Finally, and lest we forget, with marriage comes the ultimate act of creativity that anyone can ever engage in: bringing new life into the world. Sure, publishing an innovative think piece that garners thousands of likes and sparks a national discussion, finding a way to make brisket so delicious that seemingly rational people are willing to camp out for four hours to eat it (this author included), and developing the next app that changes the way an entire industry does business are all ways of finding personal, professional, and financial validation of one’s creative talents.

With marriage comes the ultimate act of creativity that anyone can ever engage in: bringing new life into the world.

But are they anything compared to the spectacle of making a whole human being, who never existed before? Of being a part of the astonishing (and admittedly, really fun) process that brings another soul into being? Don’t get me wrong, I’m just as in awe of the creative brilliance of Aaron Franklin as the next barbecue-loving Texas gal—but I’m even more so in awe of the pregnant woman, her husband, and their rambunctious toddlers sitting in front of me at Mass.

So listen up, all you other married folks out there: Cardinal Donald Wuerl wants us to talk about how great it is to live out the sacrament of matrimony, and it’s certainly a good idea. But if we want more millennials to get married—and believe me, there are myriad reasons everyone should want young people like myself and my husband to continue engaging in the institution of marriage—we’ll need to try appealing to their personal aesthetics while we do so.

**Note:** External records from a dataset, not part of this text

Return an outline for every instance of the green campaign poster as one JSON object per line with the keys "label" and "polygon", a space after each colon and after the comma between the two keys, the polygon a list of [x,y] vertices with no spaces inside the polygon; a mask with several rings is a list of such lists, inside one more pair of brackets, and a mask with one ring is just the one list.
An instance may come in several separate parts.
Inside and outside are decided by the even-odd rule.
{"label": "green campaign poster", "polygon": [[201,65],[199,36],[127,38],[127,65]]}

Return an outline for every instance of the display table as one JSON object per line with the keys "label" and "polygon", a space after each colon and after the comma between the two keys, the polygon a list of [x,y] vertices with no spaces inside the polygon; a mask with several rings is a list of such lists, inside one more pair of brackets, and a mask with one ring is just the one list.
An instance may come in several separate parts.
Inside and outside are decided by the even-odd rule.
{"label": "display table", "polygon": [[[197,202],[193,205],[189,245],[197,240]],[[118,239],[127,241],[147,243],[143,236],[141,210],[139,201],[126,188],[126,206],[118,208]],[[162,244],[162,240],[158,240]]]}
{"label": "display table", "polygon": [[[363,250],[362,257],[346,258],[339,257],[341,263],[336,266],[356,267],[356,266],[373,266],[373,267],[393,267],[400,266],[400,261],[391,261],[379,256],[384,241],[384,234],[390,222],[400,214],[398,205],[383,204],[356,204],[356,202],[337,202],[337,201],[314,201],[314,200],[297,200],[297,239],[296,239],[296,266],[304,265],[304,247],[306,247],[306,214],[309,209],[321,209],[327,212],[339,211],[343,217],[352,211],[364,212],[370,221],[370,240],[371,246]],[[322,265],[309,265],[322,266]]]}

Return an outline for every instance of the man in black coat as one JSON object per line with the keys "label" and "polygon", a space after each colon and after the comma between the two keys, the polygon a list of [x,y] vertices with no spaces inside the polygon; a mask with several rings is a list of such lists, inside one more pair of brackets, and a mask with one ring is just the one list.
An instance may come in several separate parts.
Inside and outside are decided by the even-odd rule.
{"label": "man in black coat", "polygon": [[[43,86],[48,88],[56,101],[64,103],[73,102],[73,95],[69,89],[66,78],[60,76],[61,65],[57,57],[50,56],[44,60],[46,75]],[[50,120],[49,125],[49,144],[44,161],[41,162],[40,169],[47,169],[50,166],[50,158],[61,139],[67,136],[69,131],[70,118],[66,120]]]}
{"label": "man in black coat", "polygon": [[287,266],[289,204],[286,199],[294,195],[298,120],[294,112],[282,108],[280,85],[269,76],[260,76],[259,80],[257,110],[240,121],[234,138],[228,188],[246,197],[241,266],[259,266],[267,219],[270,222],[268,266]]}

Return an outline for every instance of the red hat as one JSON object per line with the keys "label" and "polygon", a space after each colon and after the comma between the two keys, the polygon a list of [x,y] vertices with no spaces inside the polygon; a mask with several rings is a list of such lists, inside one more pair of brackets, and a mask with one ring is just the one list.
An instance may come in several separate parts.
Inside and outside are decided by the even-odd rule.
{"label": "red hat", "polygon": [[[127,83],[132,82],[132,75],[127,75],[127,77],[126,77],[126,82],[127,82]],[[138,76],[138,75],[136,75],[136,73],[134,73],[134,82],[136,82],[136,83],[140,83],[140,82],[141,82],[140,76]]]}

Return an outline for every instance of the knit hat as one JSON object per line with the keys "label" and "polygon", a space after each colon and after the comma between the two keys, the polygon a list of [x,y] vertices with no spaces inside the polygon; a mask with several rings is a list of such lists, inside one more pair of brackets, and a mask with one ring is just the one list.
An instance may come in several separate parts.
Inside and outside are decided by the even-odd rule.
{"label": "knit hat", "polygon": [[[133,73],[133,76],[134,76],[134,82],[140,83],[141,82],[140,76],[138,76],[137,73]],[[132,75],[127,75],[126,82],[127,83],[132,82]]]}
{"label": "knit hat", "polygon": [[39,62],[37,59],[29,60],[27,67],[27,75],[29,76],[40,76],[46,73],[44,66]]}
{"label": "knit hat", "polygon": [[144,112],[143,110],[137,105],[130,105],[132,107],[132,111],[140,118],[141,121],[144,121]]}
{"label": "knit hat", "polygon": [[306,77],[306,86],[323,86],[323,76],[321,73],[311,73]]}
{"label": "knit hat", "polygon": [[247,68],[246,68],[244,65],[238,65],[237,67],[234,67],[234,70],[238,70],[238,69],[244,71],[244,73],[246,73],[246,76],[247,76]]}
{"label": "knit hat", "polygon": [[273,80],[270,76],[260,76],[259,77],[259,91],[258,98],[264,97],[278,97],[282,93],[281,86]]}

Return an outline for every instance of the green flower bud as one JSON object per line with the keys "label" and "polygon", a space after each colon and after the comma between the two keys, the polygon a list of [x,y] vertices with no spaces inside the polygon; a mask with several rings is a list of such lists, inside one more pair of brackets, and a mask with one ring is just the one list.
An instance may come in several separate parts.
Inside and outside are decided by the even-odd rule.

If the hallmark of fulfillment for a yuccie/hipster/millenial/whatever-they’re-being-called-this-week lies in creative expression, then come on, let’s tell them how fun married life is.

While we’re at it, let’s also explain how its inherent creativity will enrich their lives, the lives of those around them, and the lives they’ll make, in this most transformative, fulfilling, and awesome of creative endeavors.